Die weitere Argumentation der Verfahrensrüge, die Bestellung ein und desselben Sachverständigen durch die Staatsanwaltschaft und das Gericht verstoße gegen den Grundsatz der Waffengleichheit, scheitert schon daran, dass sie auf keinen in der Hauptverhandlung gestellten Antrag des Beschwerdeführers oder einen gegen dessen Widerspruch gefassten Beschluss Bezug nehmen kann (RIS‑Justiz RS0099250, RS0099244, RS0108863).
Insoweit weiters verfassungsrechtliche Bedenken gegen § 126 Abs 3 StPO vorgebracht werden, weil „in Verfahrenshilfesachen … einem von der Staatsanwaltschaft beauftragten Sachverständigen, der in einer Hauptverhandlung als Belastungszeuge auftritt, mangels zur Verfügung stehender unabhängiger Expertenmeinung nicht wirksam entgegengetreten werden kann“, weil „die Finanzierung … privater Sachverständiger im Rahmen der Verfahrenshilfe nicht vorgesehen ist“, mangelt es auch hier an entsprechender Antragstellung.
Verfassungsrechtlich geschützt und Grundlage eines fairen Verfahrens ist im Übrigen das Recht auf notwendige Verteidigung (§ 61 StPO; Art 6 Abs 3 lit c erster Satzteil MRK), die im Falle der an den Kriterien des § 61 Abs 2 StPO zu messenden Bedürftigkeit zur Beigebung eines Verteidigers, dessen Kosten der Beschuldigte bzw Angeklagte nicht zu tragen hat, zwingt (§ 61 Abs 2 StPO; Art 6 Abs 3 lit c zweiter Satzteil MRK).
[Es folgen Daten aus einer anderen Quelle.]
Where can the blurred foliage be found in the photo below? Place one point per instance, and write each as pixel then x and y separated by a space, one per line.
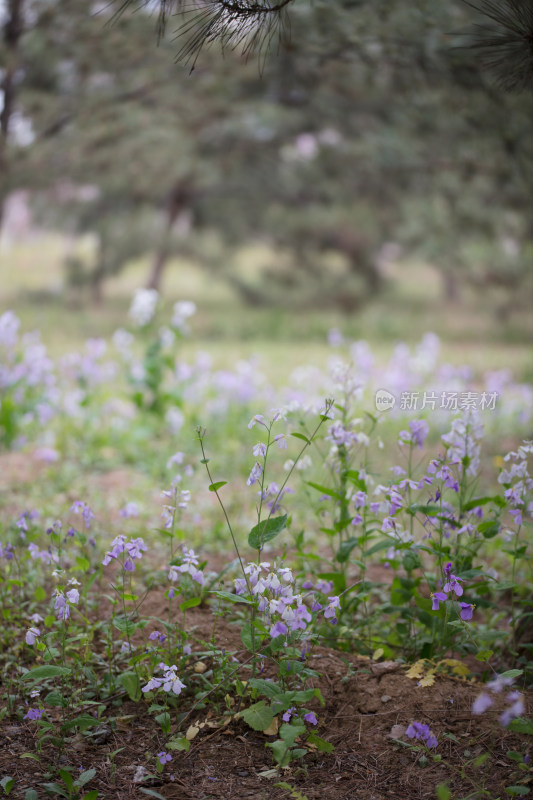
pixel 369 126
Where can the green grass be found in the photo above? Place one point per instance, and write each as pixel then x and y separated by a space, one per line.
pixel 410 305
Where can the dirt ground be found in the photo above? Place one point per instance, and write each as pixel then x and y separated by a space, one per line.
pixel 364 700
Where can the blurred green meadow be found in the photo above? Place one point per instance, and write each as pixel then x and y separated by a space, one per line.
pixel 410 305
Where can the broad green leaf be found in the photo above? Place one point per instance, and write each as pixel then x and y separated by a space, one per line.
pixel 233 598
pixel 190 603
pixel 85 777
pixel 484 655
pixel 54 788
pixel 489 528
pixel 130 682
pixel 267 530
pixel 214 487
pixel 124 625
pixel 302 437
pixel 46 671
pixel 321 744
pixel 325 490
pixel 258 716
pixel 179 744
pixel 266 688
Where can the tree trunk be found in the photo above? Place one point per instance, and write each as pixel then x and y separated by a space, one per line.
pixel 12 32
pixel 177 202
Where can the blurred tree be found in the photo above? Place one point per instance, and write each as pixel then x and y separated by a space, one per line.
pixel 11 22
pixel 367 127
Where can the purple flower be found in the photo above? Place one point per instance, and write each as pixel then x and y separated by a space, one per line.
pixel 438 597
pixel 333 603
pixel 255 474
pixel 31 635
pixel 481 703
pixel 417 730
pixel 288 714
pixel 278 629
pixel 419 431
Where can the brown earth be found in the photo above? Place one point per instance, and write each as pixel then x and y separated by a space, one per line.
pixel 363 701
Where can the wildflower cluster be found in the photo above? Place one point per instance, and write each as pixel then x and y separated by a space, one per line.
pixel 418 730
pixel 284 611
pixel 168 683
pixel 453 587
pixel 125 551
pixel 188 565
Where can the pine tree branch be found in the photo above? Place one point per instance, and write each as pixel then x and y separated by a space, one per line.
pixel 506 44
pixel 249 25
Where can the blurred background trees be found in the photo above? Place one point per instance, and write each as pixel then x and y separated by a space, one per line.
pixel 366 135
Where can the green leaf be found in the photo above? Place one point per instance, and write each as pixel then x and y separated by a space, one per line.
pixel 482 501
pixel 512 673
pixel 489 528
pixel 214 487
pixel 164 721
pixel 56 699
pixel 321 744
pixel 85 777
pixel 521 725
pixel 290 731
pixel 124 625
pixel 54 788
pixel 484 655
pixel 302 437
pixel 258 716
pixel 265 531
pixel 190 603
pixel 130 682
pixel 179 744
pixel 7 784
pixel 429 510
pixel 266 688
pixel 82 563
pixel 83 722
pixel 67 779
pixel 152 793
pixel 343 553
pixel 324 490
pixel 46 671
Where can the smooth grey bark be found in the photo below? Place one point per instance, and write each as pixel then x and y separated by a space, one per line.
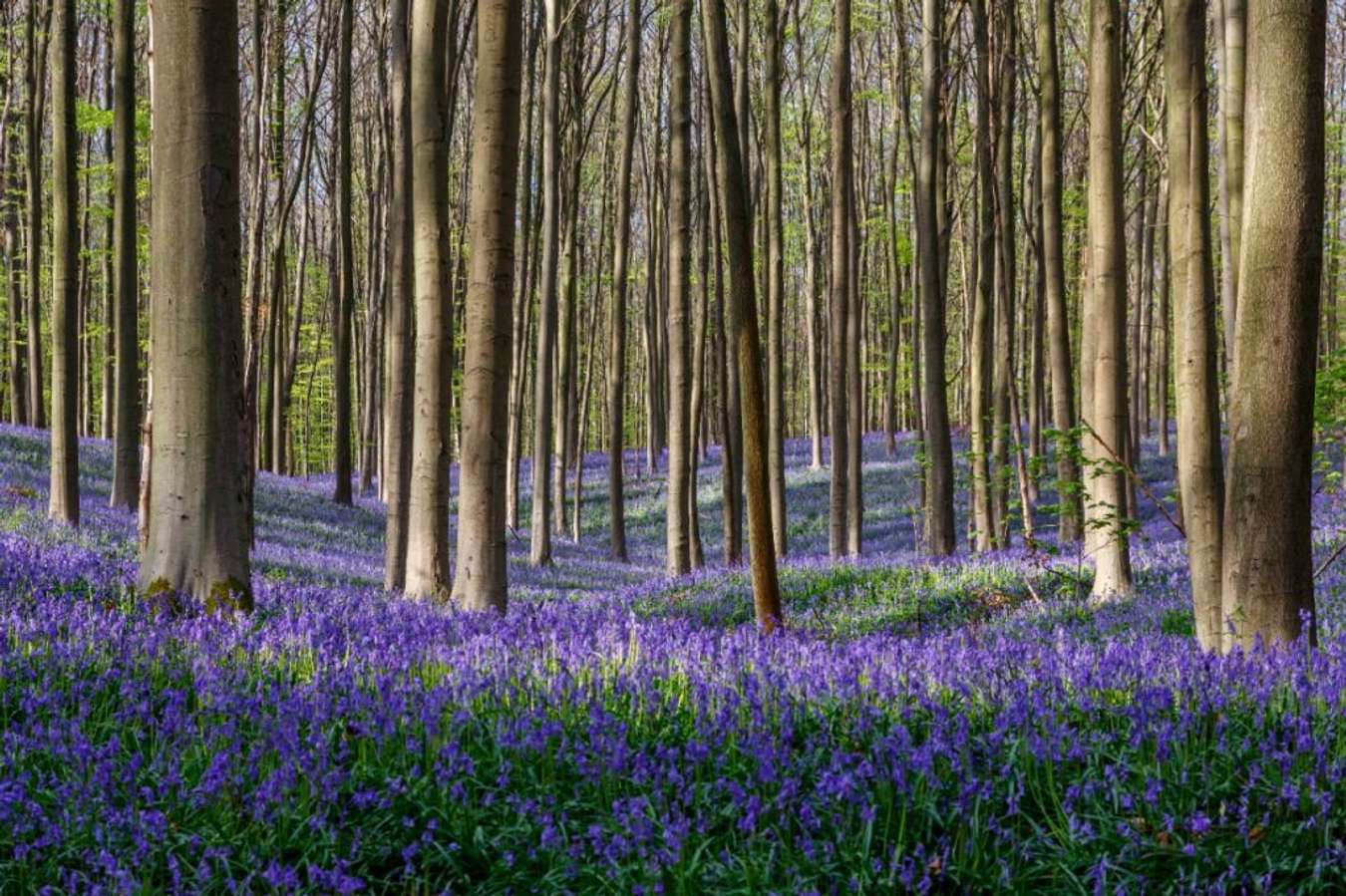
pixel 427 534
pixel 776 279
pixel 196 526
pixel 65 270
pixel 1106 304
pixel 734 204
pixel 681 496
pixel 1268 558
pixel 126 450
pixel 621 291
pixel 540 548
pixel 1053 250
pixel 941 533
pixel 399 346
pixel 481 579
pixel 346 284
pixel 1200 475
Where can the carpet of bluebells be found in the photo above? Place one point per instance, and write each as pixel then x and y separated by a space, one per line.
pixel 973 724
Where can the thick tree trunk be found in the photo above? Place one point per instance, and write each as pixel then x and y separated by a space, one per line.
pixel 481 579
pixel 196 537
pixel 1106 306
pixel 766 593
pixel 427 535
pixel 1268 560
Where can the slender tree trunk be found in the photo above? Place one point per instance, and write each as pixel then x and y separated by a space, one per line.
pixel 196 538
pixel 983 308
pixel 941 531
pixel 35 80
pixel 346 285
pixel 427 535
pixel 1268 560
pixel 839 300
pixel 65 270
pixel 481 579
pixel 734 202
pixel 621 292
pixel 776 280
pixel 681 424
pixel 1106 306
pixel 1053 249
pixel 400 350
pixel 1200 476
pixel 540 552
pixel 1231 100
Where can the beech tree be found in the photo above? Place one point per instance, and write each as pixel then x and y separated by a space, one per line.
pixel 1268 566
pixel 196 526
pixel 481 577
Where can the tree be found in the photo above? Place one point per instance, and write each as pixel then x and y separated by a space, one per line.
pixel 427 539
pixel 196 538
pixel 938 473
pixel 540 548
pixel 681 500
pixel 126 452
pixel 1268 569
pixel 346 287
pixel 65 273
pixel 1053 252
pixel 621 287
pixel 1106 304
pixel 734 204
pixel 774 280
pixel 983 310
pixel 34 80
pixel 481 580
pixel 399 346
pixel 839 302
pixel 1200 475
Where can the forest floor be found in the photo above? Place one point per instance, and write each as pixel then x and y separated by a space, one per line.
pixel 966 724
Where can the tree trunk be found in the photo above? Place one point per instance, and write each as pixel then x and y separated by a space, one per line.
pixel 65 270
pixel 1053 249
pixel 941 531
pixel 540 552
pixel 681 500
pixel 196 538
pixel 1231 100
pixel 1200 476
pixel 35 81
pixel 481 580
pixel 776 280
pixel 346 285
pixel 766 593
pixel 1106 303
pixel 621 291
pixel 1268 560
pixel 983 308
pixel 427 535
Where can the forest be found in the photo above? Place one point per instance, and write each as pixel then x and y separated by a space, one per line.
pixel 672 446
Eine darüber hinausgehende Verfahrenshilfe sieht auch die MRK ‑ mit Ausnahme der unentgeltlichen Beiziehung eines Dolmetsch (Art 6 Abs 3 lit e MRK) ‑ nicht vor (Art 6 Abs 3 lit c zweiter Satzteil MRK). Dem im Rahmen der notwendigen Verteidigung bestellten Verfahrenshilfeverteidiger obliegt es, durch zweckentsprechende Fragestellung das Gutachten eines Sachverständigen nachzuvollziehen und bei Verbleib von Widersprüchen oder von Mängeln des Gutachtens sowie bei sonstigen ‑ durch Befragung nicht beseitigbaren ‑ Bedenken die Beiziehung eines zweiten (vom Gericht zu entlohnenden) Sachverständigen zu beantragen (§ 127 Abs 3 StPO), ohne dass darauf ein grundrechtlich geschützter absoluter Anspruch besteht.
Zu der angeregten Antragstellung im Sinn des Art 89 Abs 2 B‑VG wegen diffus behaupteter „Verfassungswidrigkeit des § 126 Abs 3 StPO“ sieht sich der Oberste Gerichtshof insgesamt nicht veranlasst.
Die Nichtigkeitsbeschwerde war bereits bei nichtöffentlicher Beratung gemäß § 285d Abs 1 StPO sofort zurückzuweisen, woraus die Zuständigkeit des Oberlandesgerichts zur Entscheidung über die Berufungen und die Beschwerden folgt (§§ 285i, 498 Abs 3 StPO).
Die Kostenentscheidung beruht auf § 390a Abs 1 StPO.